# Should I change my bands?



## ConcreteBlock (Aug 16, 2020)

So I've been practicing shooting at 50' a lot the past week or so and I've noticed that my Sparrow that I have banded up for 10mm clay is sending the shot with virtually no drop off while my Scout that I have banded up for 3/8" steel has been having some significant drop off that I'm having to adjust for when I release. Now my understanding of the laws of physics tells me that regardless of weight each projectile should be pulled towards the earth at the same rate, so the only difference I can think of obviously is my band setup.

ScoutXT Bands: .7mm simple shot black latex, 7" long (6"active after tying), 18mm at the fork down to 13mm at the pouch taper.

Sparrow: .5mm simple shot black latex, 8" long (a little over 6" active after tying) 18mm at the fork down to 12mm at the pouch taper.

Is .7mm too thick for the relatively light 3/8" steel ammo? As always I greatly appreciate any input from those more experienced than I am (which is most people).


----------



## Island made (Aug 14, 2019)

Thin elastic is fast elastic, and the .7 is too heavy for the light ammo. If you over power you will lose speed every time.

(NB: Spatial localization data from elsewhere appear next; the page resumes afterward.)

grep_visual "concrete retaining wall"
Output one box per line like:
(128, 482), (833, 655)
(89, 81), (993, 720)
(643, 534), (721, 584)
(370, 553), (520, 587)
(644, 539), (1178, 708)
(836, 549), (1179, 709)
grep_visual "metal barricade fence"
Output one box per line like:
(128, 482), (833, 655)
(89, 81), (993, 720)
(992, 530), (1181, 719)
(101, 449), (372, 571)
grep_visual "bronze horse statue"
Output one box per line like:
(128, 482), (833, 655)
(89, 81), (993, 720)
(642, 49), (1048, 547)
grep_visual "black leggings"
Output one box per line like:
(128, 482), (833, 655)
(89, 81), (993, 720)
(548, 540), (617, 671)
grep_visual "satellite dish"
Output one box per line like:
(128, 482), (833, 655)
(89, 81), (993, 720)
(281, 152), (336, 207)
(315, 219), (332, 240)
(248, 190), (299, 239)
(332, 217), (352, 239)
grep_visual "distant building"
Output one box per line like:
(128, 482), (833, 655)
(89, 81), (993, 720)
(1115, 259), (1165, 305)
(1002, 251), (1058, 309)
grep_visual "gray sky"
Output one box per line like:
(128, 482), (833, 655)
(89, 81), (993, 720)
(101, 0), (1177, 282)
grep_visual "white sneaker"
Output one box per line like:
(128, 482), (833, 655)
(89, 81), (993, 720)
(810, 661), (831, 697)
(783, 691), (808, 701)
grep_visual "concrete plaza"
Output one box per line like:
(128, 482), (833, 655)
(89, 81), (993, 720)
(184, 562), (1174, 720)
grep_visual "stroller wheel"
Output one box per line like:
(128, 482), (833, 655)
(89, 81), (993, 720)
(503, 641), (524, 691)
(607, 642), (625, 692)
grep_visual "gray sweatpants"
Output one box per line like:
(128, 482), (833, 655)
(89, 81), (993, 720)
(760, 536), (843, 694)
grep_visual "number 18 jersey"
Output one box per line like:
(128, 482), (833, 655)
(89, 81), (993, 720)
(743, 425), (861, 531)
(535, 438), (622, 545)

Yes your right, they'll both hit the ground at the same time, one will just go a lot further before it does lol. Hence flat flight at 50'


----------



## ConcreteBlock (Aug 16, 2020)

Island made said:


> Thin elastic is fast elastic, and the .7 is too heavy for the light ammo. If you over power you will lose speed every time.
> 
> Yes your right, they'll both hit the ground at the same time, one will just go a lot further before it does lol. Hence flat flight at 50'


Makes sense, thanks again. I've got half a roll of .6mm I'll cut and take for a spin.


----------



## ConcreteBlock (Aug 16, 2020)

Island made said:


> Thin elastic is fast elastic, and the .7 is too heavy for the light ammo. If you over power you will lose speed every time.
> 
> Yes your right, they'll both hit the ground at the same time, one will just go a lot further before it does lol. Hence flat flight at 50'


Just did some target practice this morning and confirmed the same dimension bands at .6mm as opposed to .7mm are now making it to the 50' target with virtually no drop off. Thanks again man!


----------